Sekarang yang sedang menjamur adalah hubungan pra nikah berkedok syariah yang telah dibenarkan remaja dengan berbagai alasan yang dianggap suci.

“gpp lah pacaran lagian pacarannya sehat kok ga ngapa-ngapain, kita selalu mengingatkan kepada kebaikan, sholat, kemajelis bareng, pokoknya kita pacarannya pacaran syariah gitu”

Yakin tidak ada cela? Bagaimana dengan kualitas ibadahmu saat ini? apakah mungkin setelah aktivitas itu menjadikanmu lebih khusyuk dalam beribadah? apa mungkin amalan yang kalian lakukan bersama sudah benar dan ikhlas karena Allah?

bahkan pandanganmu padanya pun akan dipertanggungjawabkan nanti dihari akhir, tak yakin jika pandanganmu tidak menimbulkan syahwat pada kekasihmu.

Nafsu yang disalurkan secara halus namun menyesatkan. sedikit penekanan bahwa antara kedua kata (bergaris bawah) diatas impossible jika di padu- padankan. umpama bumi sebagai kata pertama dan langit layaknya syariah yang takkan bisa menyatu sampai kapanpun.
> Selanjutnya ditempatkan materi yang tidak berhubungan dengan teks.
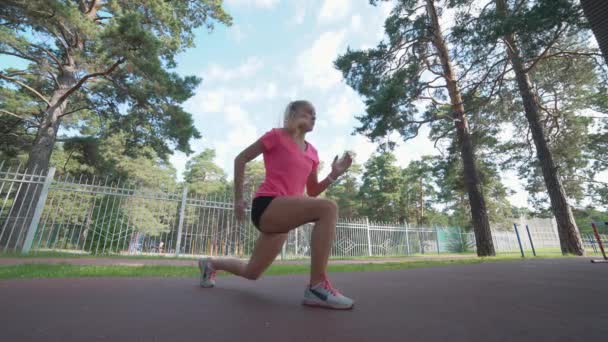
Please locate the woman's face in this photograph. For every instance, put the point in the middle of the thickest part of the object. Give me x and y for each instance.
(305, 117)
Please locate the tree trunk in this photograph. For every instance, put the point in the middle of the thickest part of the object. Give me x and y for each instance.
(479, 214)
(569, 236)
(420, 202)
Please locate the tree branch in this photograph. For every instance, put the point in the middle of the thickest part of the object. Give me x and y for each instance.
(15, 115)
(87, 77)
(32, 90)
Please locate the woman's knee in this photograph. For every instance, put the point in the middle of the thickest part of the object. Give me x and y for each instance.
(328, 207)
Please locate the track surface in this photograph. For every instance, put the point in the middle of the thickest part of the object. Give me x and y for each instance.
(534, 300)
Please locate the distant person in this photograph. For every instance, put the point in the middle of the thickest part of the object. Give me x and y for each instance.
(280, 206)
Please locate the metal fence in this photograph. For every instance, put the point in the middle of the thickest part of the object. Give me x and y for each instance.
(41, 212)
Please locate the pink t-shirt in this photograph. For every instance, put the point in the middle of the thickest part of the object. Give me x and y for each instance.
(287, 166)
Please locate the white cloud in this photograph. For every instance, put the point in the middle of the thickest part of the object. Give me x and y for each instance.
(355, 23)
(236, 33)
(254, 3)
(334, 10)
(218, 73)
(214, 101)
(315, 65)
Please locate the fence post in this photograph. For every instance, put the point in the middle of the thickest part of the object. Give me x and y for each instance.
(182, 210)
(369, 237)
(519, 241)
(531, 242)
(296, 243)
(31, 232)
(437, 238)
(407, 238)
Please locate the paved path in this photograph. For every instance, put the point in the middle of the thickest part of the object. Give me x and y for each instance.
(533, 300)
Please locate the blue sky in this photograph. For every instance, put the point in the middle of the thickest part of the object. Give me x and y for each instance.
(282, 50)
(278, 51)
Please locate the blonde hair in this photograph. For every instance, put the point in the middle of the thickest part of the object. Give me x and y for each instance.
(291, 109)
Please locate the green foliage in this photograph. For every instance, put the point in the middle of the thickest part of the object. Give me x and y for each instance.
(380, 190)
(116, 57)
(345, 191)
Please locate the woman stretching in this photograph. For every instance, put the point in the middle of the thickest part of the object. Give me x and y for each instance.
(280, 205)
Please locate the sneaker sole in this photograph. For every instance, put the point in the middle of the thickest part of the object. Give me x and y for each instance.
(323, 305)
(201, 267)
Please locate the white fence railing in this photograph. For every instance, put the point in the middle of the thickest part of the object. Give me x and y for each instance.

Allah tidak menyukai perbuatan zina maupun yang mendekati zina dan hubungan cinta dalam islam tak akan indah jika tidak dilandasi dengan keimanan dan ketaqwaan kepada Sang Pencipta.

tulisan yang mengubah

tulisan yang mengubah satu sudut pandang seseorang dalam bersosmed, masih sangat awam dan unbijak didunia maya serta banyak kemudaratan didalam akun sosmed tersebut.

tulisan yang menyayat hati tiap kalimat layaknya tangan yang menampar keras batin yang sekian lama terlelap. entah mengapa mungkin sudah terlalu banyak status unfaedah atau bahkan fotonya yang masih dipublikasikan saat itu. tulisan tersebut seakan-akan berbicara padanya memberi peringatan bahwa apa yang ia lakukan selama ini itu salah.. salah besar

dia mulai berpikir, dia adalah seorang wanita yang harus menjaga dirinya dari segala fitnah dunia dan juga dari mata-mata liar diluar sana. jangan dengan mudahnya mempercantik diri didepan khalayak banyak yang hanya diimbalkan tombol like atau love dimana itu tidak ada manfaatnya sama sekali dan hanya menambah pundi-pundi dosa.

bunda fatimah radhiallahu’anha berpesan:

hakikat wanita sholihah itu tidak suka memandang dan dipandang dan dibibirnya tidak tersebut nama lelaki dan dibibir lelaki tidak tersebut namanya

pesan diatas sudah cukup untuk jadi bekalnya dalam bersosmed, dia selalu menanamkan pesan tersebut dikala bujukan jahat sosmed mulai meradang. yang ia harus lakukan adalah menjaga keistiqamahan dan selalu merasa takut pada Sang Pencipta

@nabiladhitya

sedikit coretan dari wanita yang kurang pandai merangkai kata, bermenit-menit bahkan berjam jam bergulat dengan papan keyboard dan hanya menghasilkan beberapa bait paragraf saja “ketik-hapus ketik-hapus ketik-hapus” mungkin penyebab utama terkuras.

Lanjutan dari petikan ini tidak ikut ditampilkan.